The Dragon Masters and The Last Castle are Jack Vance’s most famous novellas. Falling short by just a hair, The Miracle Workers is also a well thought out piece of short fiction from the grandmaster of sci-fi, fantasy, and everything between. So similar in quality in fact, the editors of the Vance Integral Edition (VIE) thought fit to group this story with Vance’s two award winning novellas in a single edition—a shout in support of its quality.
The Miracle Workers is the story of Keep Faide, its wars, its attacks to establish position, and sometimes its need to just plain survive on the strange planet they inhabit. The other Keeps attacking in overt fashion, Keep Faide also faces inroads from the devious First Fols, a group native to the planet who seek to obstruct all of mankind’s efforts at domination. Beyond their foam billowing, wasp spitting ways, the Fols erect forests filled with traps and snares where none exited before, and if not careful, may just be plotting to take back over the world they once called their own. Lord Faide and the men under his control must go to wits’ end defending what they believe is their own. Lord Faide’s problem is, his wits have a short road.
Like the complacency motif of The Last Castle, much of the knowledge backing the technology that originally brought humanity to the planet has been lost in The Miracle Workers. Lord Faide may have a floating car, but he knows only how to make it go forward and back, the technical knowledge of its power systems, weaponry, etc lost. Large guns protect the Keeps, but nobody bothers to maintain them, their functionality severely in doubt come war time. Battles are instead fought the old fashion way. Knights on horseback with sword and shield must do their best despite the knowledge mankind once had, giving the story a strong medieval feel.
Technology may be missing, but there is one fighting technique that has lasted the ages: hoodoo. Vance’s term for voodoo, the practitioners of hoodoo, called jinxmen, use dolls and magic to creep inside the heads of their enemies, making them see and fear things that do not exist. All manner of demons and other forms of horror and haunting are used by the jinxmen in battle to defeat their enemies. Competition is also tight within Chief Faide’s ring of hoodooers. Being head jinxman, as Hein Huss is for Faide Keep, requires looking both forward and backward over your shoulder during battle.

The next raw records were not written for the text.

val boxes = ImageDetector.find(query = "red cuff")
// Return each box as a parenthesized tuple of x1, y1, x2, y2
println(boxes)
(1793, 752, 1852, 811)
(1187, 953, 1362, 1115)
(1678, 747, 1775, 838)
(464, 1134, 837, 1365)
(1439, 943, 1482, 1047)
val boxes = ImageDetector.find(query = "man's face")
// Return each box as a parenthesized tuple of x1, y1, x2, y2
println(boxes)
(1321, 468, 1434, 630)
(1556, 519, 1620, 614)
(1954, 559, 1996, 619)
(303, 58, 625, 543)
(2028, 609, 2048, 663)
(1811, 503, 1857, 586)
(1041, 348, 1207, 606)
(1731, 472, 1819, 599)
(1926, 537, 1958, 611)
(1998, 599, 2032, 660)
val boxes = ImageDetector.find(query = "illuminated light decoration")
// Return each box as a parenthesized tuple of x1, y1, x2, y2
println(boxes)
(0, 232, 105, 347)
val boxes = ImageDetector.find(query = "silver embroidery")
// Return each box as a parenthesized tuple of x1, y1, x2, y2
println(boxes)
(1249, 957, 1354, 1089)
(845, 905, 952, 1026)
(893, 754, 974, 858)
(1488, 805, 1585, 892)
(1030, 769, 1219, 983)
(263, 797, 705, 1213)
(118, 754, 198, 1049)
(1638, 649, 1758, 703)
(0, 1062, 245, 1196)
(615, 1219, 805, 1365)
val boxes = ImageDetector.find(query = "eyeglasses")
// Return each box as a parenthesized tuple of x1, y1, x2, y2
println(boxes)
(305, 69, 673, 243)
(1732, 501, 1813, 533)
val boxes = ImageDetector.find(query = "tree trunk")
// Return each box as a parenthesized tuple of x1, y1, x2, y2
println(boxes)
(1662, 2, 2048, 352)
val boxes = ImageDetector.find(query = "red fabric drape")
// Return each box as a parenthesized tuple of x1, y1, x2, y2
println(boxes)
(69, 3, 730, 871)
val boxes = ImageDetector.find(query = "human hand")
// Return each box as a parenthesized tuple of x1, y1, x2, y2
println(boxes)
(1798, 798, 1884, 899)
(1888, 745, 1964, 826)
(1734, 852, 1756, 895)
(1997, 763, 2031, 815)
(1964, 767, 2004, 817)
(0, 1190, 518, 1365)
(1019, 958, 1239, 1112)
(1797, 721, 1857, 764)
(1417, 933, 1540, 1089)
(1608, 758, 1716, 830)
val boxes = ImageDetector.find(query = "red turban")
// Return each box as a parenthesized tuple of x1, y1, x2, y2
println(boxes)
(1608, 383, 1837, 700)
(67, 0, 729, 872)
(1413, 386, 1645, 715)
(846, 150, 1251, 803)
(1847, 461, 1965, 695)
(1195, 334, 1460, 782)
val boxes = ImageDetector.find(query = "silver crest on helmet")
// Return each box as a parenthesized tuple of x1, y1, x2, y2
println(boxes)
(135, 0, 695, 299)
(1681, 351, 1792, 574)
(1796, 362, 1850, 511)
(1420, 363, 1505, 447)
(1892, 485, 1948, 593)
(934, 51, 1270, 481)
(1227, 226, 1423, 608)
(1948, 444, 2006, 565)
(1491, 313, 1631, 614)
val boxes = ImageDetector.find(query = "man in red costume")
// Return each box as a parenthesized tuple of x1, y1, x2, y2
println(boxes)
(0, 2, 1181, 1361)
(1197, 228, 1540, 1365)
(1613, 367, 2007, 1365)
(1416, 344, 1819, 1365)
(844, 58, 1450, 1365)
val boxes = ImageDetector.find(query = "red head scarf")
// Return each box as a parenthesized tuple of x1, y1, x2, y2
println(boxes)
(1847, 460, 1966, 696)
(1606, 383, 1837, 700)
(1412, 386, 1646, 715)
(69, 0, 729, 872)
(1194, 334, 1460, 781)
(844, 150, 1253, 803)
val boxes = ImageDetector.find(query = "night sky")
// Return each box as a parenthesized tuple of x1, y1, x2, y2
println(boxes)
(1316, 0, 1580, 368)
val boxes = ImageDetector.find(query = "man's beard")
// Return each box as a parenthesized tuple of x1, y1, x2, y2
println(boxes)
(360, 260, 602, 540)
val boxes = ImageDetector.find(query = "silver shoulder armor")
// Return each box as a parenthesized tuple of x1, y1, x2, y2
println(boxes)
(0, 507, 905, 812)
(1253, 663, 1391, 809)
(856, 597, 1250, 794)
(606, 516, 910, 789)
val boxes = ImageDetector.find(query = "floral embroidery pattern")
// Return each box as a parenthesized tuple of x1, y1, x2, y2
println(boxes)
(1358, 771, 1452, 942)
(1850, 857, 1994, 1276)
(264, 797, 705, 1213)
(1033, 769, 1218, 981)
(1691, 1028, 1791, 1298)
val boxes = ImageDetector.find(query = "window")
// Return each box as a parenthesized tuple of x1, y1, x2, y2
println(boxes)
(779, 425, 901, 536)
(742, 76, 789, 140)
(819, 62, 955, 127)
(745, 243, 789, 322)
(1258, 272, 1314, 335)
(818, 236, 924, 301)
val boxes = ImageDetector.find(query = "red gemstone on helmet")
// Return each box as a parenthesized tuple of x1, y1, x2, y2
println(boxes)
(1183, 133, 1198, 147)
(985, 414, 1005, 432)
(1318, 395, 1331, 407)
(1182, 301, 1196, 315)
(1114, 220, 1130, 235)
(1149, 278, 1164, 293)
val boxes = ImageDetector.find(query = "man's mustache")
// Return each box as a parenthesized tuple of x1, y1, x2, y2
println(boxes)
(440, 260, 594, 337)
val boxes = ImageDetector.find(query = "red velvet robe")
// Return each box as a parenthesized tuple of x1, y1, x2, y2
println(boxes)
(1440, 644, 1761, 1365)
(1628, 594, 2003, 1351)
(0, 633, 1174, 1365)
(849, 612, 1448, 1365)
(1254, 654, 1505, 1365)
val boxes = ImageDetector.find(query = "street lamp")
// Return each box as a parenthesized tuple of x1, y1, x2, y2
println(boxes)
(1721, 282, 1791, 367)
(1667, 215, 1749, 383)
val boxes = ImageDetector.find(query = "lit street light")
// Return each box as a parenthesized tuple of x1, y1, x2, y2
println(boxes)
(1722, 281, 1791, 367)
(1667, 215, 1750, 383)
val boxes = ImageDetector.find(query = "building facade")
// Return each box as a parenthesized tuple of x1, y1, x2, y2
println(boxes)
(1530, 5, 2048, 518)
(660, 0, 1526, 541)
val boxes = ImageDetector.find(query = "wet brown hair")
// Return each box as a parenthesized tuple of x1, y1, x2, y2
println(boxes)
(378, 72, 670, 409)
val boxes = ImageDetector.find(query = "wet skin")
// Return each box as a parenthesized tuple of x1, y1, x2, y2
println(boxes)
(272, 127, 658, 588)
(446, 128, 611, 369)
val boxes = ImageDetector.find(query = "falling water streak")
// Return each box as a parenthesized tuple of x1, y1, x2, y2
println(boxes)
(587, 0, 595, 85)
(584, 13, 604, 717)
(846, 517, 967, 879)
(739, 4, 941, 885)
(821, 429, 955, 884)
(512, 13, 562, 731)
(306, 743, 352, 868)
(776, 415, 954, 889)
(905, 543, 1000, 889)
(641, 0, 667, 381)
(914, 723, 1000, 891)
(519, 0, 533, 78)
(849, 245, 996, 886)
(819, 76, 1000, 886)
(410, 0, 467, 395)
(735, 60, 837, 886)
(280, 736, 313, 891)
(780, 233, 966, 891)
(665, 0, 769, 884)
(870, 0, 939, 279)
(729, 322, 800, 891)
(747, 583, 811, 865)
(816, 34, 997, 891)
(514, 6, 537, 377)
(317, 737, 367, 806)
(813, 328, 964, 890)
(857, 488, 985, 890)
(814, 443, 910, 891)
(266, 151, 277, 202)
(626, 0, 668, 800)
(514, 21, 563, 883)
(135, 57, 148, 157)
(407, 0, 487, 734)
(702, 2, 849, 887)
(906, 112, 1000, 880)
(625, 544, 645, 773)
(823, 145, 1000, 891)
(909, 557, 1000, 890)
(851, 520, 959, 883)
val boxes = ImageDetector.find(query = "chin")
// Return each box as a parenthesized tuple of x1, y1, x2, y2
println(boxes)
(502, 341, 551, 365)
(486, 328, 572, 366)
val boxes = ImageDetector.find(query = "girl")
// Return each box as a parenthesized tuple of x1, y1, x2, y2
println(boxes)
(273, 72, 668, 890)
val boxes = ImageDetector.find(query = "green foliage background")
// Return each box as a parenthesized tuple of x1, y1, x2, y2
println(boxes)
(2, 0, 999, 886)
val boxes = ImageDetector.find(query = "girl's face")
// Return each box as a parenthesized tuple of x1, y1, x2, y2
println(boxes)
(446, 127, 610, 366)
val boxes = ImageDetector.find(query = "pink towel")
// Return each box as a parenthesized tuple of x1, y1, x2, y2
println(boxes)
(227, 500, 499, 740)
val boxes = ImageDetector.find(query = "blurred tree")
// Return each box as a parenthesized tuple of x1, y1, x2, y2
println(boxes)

In the end, The Miracle Workers is a fun piece of short fiction that falls short of Vance’s two more well-known novellas for only a couple of reasons. The structure not as pure as The Dragon Masters and theme not as developed as The Last Castle, The Miracle Workers nevertheless displays all of the imagination and cleverness that are Vance’s trademarks, making this a story worth tracking down for anyone who calls themselves a fan of the author. (For those interested, try also M. John Harrison's Viriconium books. The Pastel City in particular has many parallels to Vance's novella, though Harrison's book is more vibrant and rich thematically.)